Monday, 21 April 2014

My new patch

My work has now taken me to Egypt, and I live about 20 kms to the west of Cairo, in a 'new town' called 6th October City and through the wonders of Google Earth I found a large area of wetland some 10 kms further west.

It seems to be two lakes (each covering about 400 ha) formed by the 'grey water' outfall from the city at 29°56'46.12" N  30°48'30.73" E and given that it is on the very edge of the western desert it looks to be a very promising site.

I've driven out there three times so far and managed a total of 72 species. The commonest water birds are squacco heron, cattle egret, common moorhen and little grebe. The water edges currently hold quite a few waders passing through on migration such as wood sandpiper, green sandpipercommon sandpiper and ruff together with good numbers of little stint and the ubiquitous spur-ringed plovers.

I've seen large numbers of hirundines hawking above the lakes. Mainly barn swallow (with plenty of the Egyptian sub-species, hirundo rustica savignii), sand martin, house martin and a few red-rumped swallow.

Marsh harrier are predictably the commonest raptor but I've also managed pallid harrier, black-winged kite, steppe eagle and common kestrel.

Of the passerines, I've seen three species of bee-eater, three species of pipit, plenty of woodchat shrike and amongst the yellow wagtails of various hues there are a few colourful m. f. pygmaea, another Egyptian sub-species. On my first trip I also managed to kick up a common quail and an egyptian nightjar from the low scrub.

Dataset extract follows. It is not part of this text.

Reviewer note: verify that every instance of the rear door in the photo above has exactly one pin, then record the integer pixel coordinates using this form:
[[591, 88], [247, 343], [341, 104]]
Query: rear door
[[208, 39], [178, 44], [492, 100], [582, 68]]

Odonata are evidently fairly thin on the ground in Egypt. Some believe this is due to much of the water being either polluted or overly managed. But I did get this photo of a male red-veined darter.

Red-veined darter

March round up

March saw the end of my all too brief sojourn in Azerbaijan. Although I was only birding there over the winter I still managed 148 species including 21 lifers. Lammergeier, little bustard and dalmatian pelican were amongst the many highlights. It was a pity that even the hardiest birds had vacated the mountains during the depths of winter but it's an area I will certainly return to.

I moved to Egypt towards the end of March and started birding here in the Cairo area so my months total was a fairly decent 106 including just the one lifer, a smart male Ruppells warbler on the golf course where I live which was bird of the month.

Egypt may not have a huge amount of lifers for me but the deep south should hold some surprises and Western Palearctic rarities.